How to Deploy FLAN-T5 to Production on Serverless GPUs

January 24, 2023

Deprecated: This blog article is deprecated. We strive to rapidly improve our product and some of the information contained in this post may no longer be accurate or applicable. For the most current instructions on deploying a model like FLAN-T5 to Banana, please check our updated documentation.

In this tutorial, we're going to demonstrate how you can deploy FLAN-T5 to production. The content is beginner friendly, Banana's deployment framework gives you the "rails" to easily run ML models like FLAN-T5 on serverless GPUs in production. We offer a tutorial video and a written deployment guide for to choose how you follow along.

For reference, we're using this FLAN-T5 base model from HuggingFace in this demonstration.

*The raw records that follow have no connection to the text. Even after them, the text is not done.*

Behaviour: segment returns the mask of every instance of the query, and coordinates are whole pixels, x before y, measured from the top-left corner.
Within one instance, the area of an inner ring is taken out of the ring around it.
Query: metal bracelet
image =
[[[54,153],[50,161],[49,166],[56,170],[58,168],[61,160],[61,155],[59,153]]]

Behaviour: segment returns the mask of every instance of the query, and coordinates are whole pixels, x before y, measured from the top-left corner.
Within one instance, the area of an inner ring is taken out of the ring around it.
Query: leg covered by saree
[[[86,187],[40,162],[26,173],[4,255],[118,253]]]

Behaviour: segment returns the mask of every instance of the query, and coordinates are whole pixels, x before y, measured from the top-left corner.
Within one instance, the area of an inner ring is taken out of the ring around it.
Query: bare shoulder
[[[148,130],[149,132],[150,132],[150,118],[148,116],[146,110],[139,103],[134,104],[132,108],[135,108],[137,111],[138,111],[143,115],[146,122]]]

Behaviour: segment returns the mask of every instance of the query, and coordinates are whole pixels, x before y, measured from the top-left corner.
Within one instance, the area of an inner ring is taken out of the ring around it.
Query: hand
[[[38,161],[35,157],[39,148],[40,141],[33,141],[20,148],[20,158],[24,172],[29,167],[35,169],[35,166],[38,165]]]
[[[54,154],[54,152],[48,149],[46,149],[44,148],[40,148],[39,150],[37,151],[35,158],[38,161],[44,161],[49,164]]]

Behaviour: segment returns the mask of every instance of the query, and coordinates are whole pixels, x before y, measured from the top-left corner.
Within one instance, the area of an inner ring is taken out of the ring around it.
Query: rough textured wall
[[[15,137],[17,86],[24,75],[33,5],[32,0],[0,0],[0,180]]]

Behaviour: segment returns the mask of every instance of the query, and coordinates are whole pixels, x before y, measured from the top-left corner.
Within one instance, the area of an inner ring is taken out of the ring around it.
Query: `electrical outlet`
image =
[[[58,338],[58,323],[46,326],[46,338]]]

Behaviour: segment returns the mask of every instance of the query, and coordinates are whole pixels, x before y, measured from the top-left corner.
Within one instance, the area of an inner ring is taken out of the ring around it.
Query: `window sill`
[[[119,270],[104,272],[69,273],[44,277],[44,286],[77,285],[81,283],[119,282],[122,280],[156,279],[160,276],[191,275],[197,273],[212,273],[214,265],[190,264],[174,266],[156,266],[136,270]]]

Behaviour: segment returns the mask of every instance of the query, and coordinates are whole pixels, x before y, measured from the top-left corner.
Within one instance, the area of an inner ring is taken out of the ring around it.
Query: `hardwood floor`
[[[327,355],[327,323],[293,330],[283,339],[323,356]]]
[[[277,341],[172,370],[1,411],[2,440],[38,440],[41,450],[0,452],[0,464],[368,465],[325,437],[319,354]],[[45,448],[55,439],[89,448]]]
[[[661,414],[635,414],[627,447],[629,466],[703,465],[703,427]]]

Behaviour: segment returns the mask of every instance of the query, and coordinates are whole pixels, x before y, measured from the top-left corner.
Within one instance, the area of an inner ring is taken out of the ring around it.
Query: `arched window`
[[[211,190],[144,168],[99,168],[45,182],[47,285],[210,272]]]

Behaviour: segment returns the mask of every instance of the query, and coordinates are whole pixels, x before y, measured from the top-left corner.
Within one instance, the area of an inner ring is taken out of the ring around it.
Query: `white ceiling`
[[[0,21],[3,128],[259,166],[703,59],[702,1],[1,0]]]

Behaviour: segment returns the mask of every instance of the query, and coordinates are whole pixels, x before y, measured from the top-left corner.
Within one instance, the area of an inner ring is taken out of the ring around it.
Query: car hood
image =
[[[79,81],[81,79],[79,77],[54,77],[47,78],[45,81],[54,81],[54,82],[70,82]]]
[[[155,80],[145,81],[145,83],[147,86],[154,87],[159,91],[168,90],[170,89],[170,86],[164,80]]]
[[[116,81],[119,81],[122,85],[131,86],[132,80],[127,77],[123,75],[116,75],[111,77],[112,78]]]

Time to dive in!

What is FLAN-T5?

FLAN-T5 is an open source text generation model developed by Google AI. One of the unique features of FLAN-T5 that has been helping it gain popularity in the ML community is its ability to reason and explain answers that it provides. Instead of just spitting out an answer to a question, it can provide details around how it arrived at this answer. There are 5 versions of FLAN-T5 that have been released, in this tutorial we focus on the base model.

Some interesting use cases of FLAN-T5 are its translation capabilities (over 60 languages), ability to answer historical and general questions, and summarization techniques.

Video: FLAN-T5 Deployment Tutorial

Video Notes & Resources:

We mentioned a few resources and links in the tutorial, here they are.

Creating a Banana account (click Sign Up).
Access to the FLAN-T5 template repository.

In the tutorial we used a virtual environment on our machine to run our demo model. If you are wanting to create your own virtual environment use these commands (Mac):

create virtual env: python3 -m venv venv
start virtual env: source venv/bin/activate
packages to install: pip install banana_dev

Guide: How to Deploy FLAN-T5 on Serverless GPUs

1. Fork the FLAN-T5 Banana-compatible Repo

The first step is to fork this Banana-compatible FLAN-T5 repo to be your own private repository. This is the repository that you will use to deploy FLAN-T5 to Banana. Since the repository is already set up to run FLAN-T5 on Banana's serverless framework...this tutorial will be quite easy!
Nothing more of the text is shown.